Interesting topic, and I think a good one. There are pros and cons on anything, and I feel a lot of times it comes down to each individual investors goals, tolerance for risk, etc. Some of my observations are as follows, are not intended to be investment advice, and are not intended to be critical of other styles of investing. All in my opinion, since my opinion is the only one I have to express.

For starters, I don't think it's practical for a private investor to attempt to duplicate the strategies of professional money managers. It costs me about $20 per trade on limit orders, so the round trip is $40. If I split up my account in 100 stocks, the cost for the round trip on my portfolio would be $4000. If a person had $200K to work with, that means you'd have to make up 2% on commission alone before trying to make up the spread just to break even. On the flip side, if a person is holding the position for many years, the average cost per year would be minimal.

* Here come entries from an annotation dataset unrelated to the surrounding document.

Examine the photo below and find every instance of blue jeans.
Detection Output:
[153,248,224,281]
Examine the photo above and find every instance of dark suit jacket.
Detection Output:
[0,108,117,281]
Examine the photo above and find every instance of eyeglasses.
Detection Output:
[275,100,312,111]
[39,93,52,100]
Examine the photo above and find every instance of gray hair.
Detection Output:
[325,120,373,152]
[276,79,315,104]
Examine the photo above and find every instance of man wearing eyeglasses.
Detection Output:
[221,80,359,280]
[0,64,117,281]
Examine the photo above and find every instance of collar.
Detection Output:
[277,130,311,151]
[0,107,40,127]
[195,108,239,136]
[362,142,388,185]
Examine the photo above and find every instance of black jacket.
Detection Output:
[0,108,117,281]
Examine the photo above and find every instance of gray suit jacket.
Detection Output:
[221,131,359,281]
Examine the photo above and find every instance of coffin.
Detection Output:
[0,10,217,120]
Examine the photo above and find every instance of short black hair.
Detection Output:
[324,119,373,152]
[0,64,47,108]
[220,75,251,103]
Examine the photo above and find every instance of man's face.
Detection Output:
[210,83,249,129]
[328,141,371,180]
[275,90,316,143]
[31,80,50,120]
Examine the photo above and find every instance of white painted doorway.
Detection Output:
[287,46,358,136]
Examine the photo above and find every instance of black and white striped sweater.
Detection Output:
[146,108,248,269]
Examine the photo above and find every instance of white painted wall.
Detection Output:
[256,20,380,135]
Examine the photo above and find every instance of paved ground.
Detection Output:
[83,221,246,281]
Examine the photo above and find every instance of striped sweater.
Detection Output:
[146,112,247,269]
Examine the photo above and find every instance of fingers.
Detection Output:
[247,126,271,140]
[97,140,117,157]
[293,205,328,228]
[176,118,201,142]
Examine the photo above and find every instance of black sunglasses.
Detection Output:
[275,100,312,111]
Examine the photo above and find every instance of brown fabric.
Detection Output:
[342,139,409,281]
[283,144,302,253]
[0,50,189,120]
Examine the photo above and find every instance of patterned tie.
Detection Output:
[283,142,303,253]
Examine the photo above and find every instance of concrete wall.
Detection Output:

The biggest consideration, in my opinion, is that a private investor just plain doesn't have the time to do justice to solid DD on 100 issues, not to mention you'd likely have to look at 500 companies to find 100 that might look promising. To make matters worse, securities regulation and oversight are close to nonexistent, and GAAP is a joke, so there is no way to make apples to apples comparisons from company to company and sector to sector without taking the time to do some serious numbers crunching by digging through the filings. To be honest, I doubt most money managers go to the trouble they probably should in that respect.

Another consideration is it is next to impossible to beat the market with a diversified portfolio. You'll generally match the overall market's performance over an extended period of time. If the market is up, your portfolio will be up. If the market is down, your portfolio will be down. Diversification is a hedging strategy, but there is a break point where being overly hedged eliminates any possibility of turning a profit. The other side of the coin is the less you hedge, the more market risk you accept.

On a more concentrated portfolio, my view is it's the strategy that has to be diversified. I rarely have more than 5 positions in my account at any given time, and I treat cash as one of my positions. Cash is my hedge and it may be the only position I hold depending on market conditions. I don't consider myself to be a day trader, but I do use a lot of day trading type strategies in what I do. I try to identify situations where most of the downside has been taken out, and the upside has been maximized. I'm normally looking for places where my goal is to take profits in 3 months or less, and my average holding time is probably more like 3-4 weeks. I tend to use both tight stops and cost averaging depending on how the trades looks at any given time. I try to use both under valued and over valued as my price targets and treat a good value on put options the same as a good value on a long stock position. I'll occasionally use index options on timing market events, or try to identify individual issues I consider to be representative of general market conditions or sectors. I like volatility, but not at the level likely to attract day traders, which usually means small/mid caps in the 300K share volume a day range. I like debt to tangible assets at less than .2 to 1, strong liquidity, positive growth, and limited cash burn. I like places where EPS is slightly negative to break even, and the trend is toward profitability, and I try to buy as close to the bottom of the chart and as close to (below?) book value as I can get. And I probably spend at least 3 times more time on researching the market and the economy as I do researching all individual issues combined.

I know it's not Graham or Buffet, but it's what I seem to be most happy with, and I've had a great year while most diversified portfolios have gotten clobbered. I am NOT recommending this as the ideal was to manage a more concentrated portfolio, or even recommending a more concentrated portfolio. It's what I have enough time, energy, money, tolerance for risk and experience to target at this point in time.

Hopefully you'll get some feedback on both sides of the pros and cons, and anyone who wants to point out some of the risks involved in any of the above is welcome to do so.